CS5263-Outline-2016

CS5263 Wireless Multimedia Networking Technologies and Applications, Spring 2016

  • Instructor: Cheng-Hsin Hsu (chsu AT cs.nthu.edu.tw)
  • Time: Tuesdays 3:30 p.m. – 6:00 p.m.
  • Location: EECS 129
  • Office Hour: By appointment
  • TA: Ching-Ling Fan (yibin1220 AT gmail.com)
  • TA Office Hour: By appointment

This course covers the latest research in the areas of mobile networks and multimedia systems. We will discuss how to efficiently stream multimedia content over the dynamic Internet to heterogeneous fixed and mobile receivers, along with other mobile multimedia applications.

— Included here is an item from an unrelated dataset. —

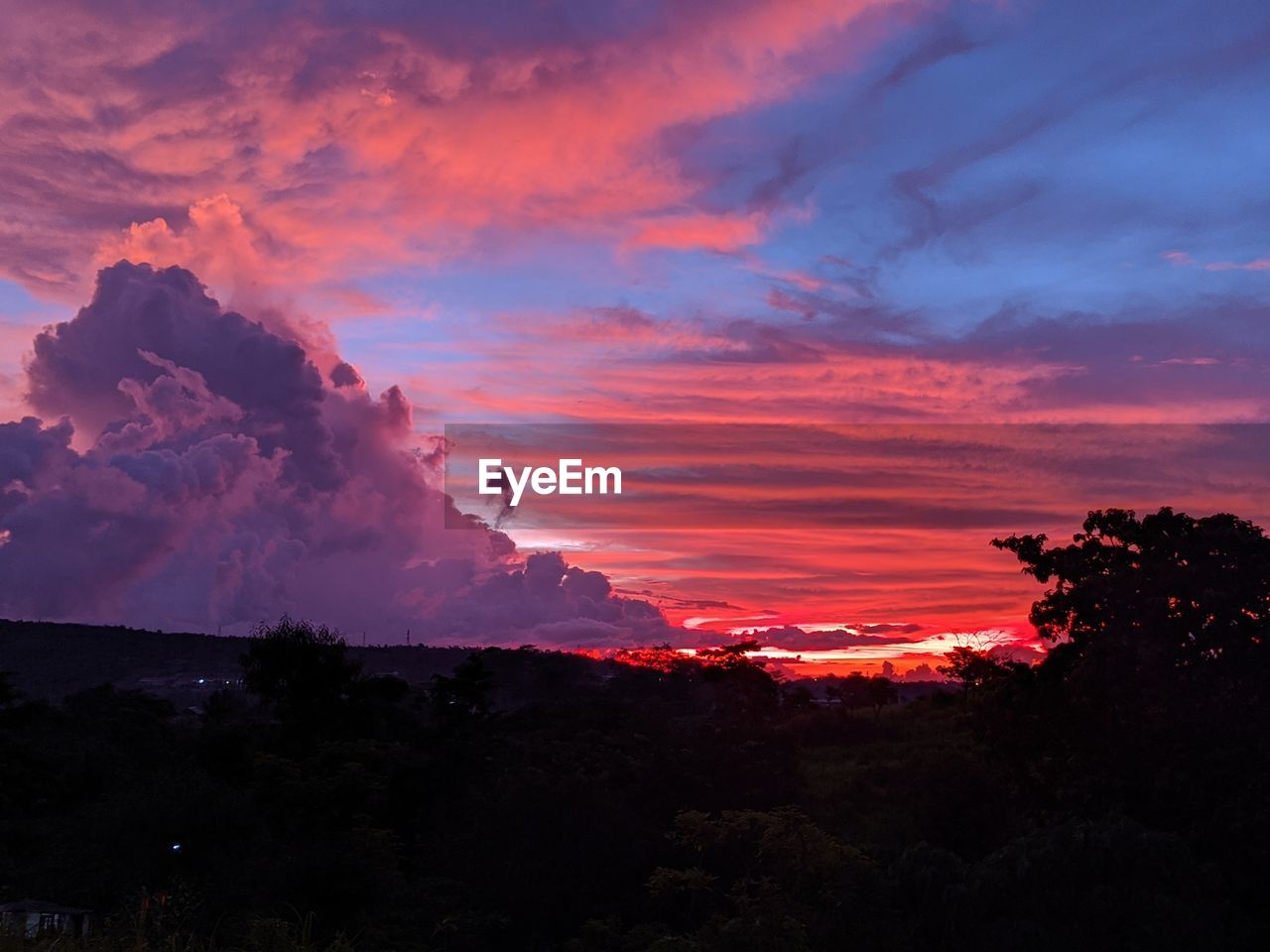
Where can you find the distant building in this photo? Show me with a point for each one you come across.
(31, 918)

We will review the basic concepts of multimedia networking, and then work on sigificant term projects. Students are expected to present their project progresses, related papers in the literature, and turn in rigorously-written technical reports.

The lectures will be given in English. All the assignments and technical reports must be in English.


Tentative Topics

  1. Overview on Computer Network
  2. Wireless networks
  3. Multimedia networking (WebRTC)
  4. Digital Image and Color Models
  5. Overview on Video Coding
  6. Scalable Video Coding (H.265/SVC)
  7. Video Quality Metric
  8. Android Programming

Textbooks:

None.


References:

  • [KR12] Kurose and Rose, Computer Networking: A top-down Approach Featuring the Internet, Addison Wesley, 2012.
  • [Burg10] Burg, The Science of Digital Media, Pearson Prentice Hall, Inc., 2010.
  • [SC07] Schaar and Chou, Multimedia over IP and Wireless Networks: Compression, Networking, and Systems, Elsevier, 2007. E-copy available online at NTHU library.
  • [WOZ02] Wang, Ostermann, Zhang, Video Processing and Communications, Prentice Hall, 2002.

Grading:

We plan to have three Android programming projects. Term project is the core of this course, which consists of three reports and presentations. The grading scheme is given below.

  • Pop quizzes: 10%. Notice that the pop quizzes contain questions from the presentations given by instructors and other students. Failing to pay attentions to peer students’ presentation may lead to worse marks on pop quizzes.
  • Programming projects: 30%.
  • Term project: 60%. This includes paper presentations (20%), technical reports (5% proposal, 10% mid-term, 25% final), and peer-review performance (10% bonus). Note that the technical reports and mid-term reports will be reviewed by peers. The reviewers need to prepare a few slides to critize the assigned report. Each report will be reviewed by three students. The reviewers’ performance is evaluted by the instructor.